As the cult of
Cave grows, more and more non-Australian music fans may discover
the Boys Next Door and their lone album, 1979's Door, Door. Singer
Nick Cave, guitarist/multi-instrumentalist
Mick Harvey, bassist
Tracy Pew, and drummer Phil Calvert were disaffected, dissatisfied teenagers growing up in a middle-class section of Melbourne, listening to hard rockin' glam acts like the Sensational Alex Harvey Band and
Alice Cooper. (It won't surprise anyone to find out that
Cave was also informed by country luminaries
Johnny Cash and Hank Williams.) They uprooted themselves from the "right" side of the tracks and settled down comfortably with the junkies and prostitutes in an appropriately run-down area. As the rising tide of punk began to crash on Australia's shores,
the Boys' realized that this was the proper direction for their chaotic, anarchic energies, and homegrown punk heroes like
the Saints and
Radio Birdman greatly influenced their musical direction.

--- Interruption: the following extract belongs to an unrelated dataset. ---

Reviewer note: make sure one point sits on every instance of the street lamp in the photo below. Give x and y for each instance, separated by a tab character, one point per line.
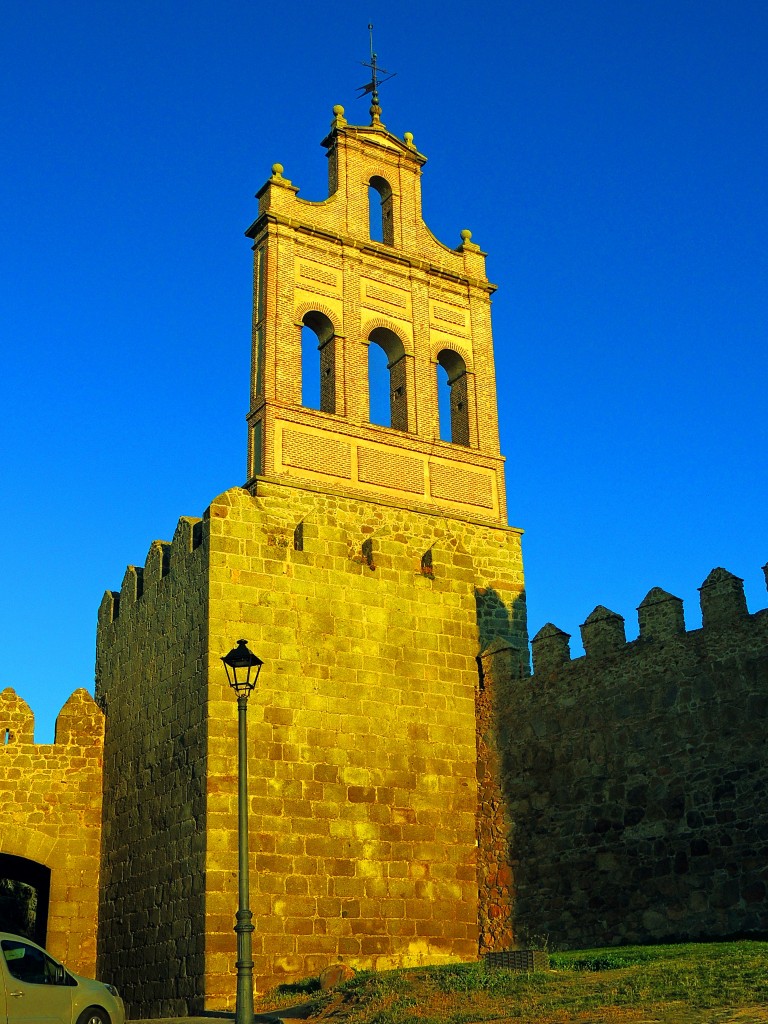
243	669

They started working their way towards the top of the musical heap, their live shows quickly becoming notorious as chaotic, noisy, and nasty affairs -- characteristics the musicians would later push to the breaking point as
the Boys Next Door. This sheer recklessness garnered them a following, the buzz eventually leading to a deal with Mushroom, a successful Australian independent record label. The band recorded six songs before having the good fortune of stumbling upon Rowland S. Howard, who became the band's second guitarist and author of their most popular composition, "Shivers." That song, along with three others, was recorded in later sessions that featured the revamped lineup. "Shivers" became something of an anthem among the Australian punks and was the musical centerpiece in the bleak film Dogs in Space, concerning the sordid lives of a handful of young people in a Melbourne slum. The album that appeared, Door, Door, combined the two recording sessions but was not well-loved by the musicians, as they felt the results were too poppy (comparing it to any of their later releases, especially the albums
Prayers on Fire and
Junkyard, one can't help but agree).
They were rapidly changing their style, anyway, as well as their name: in 1980 they released their first album as the
Birthday Party, and soon hightailed it from Australia to London.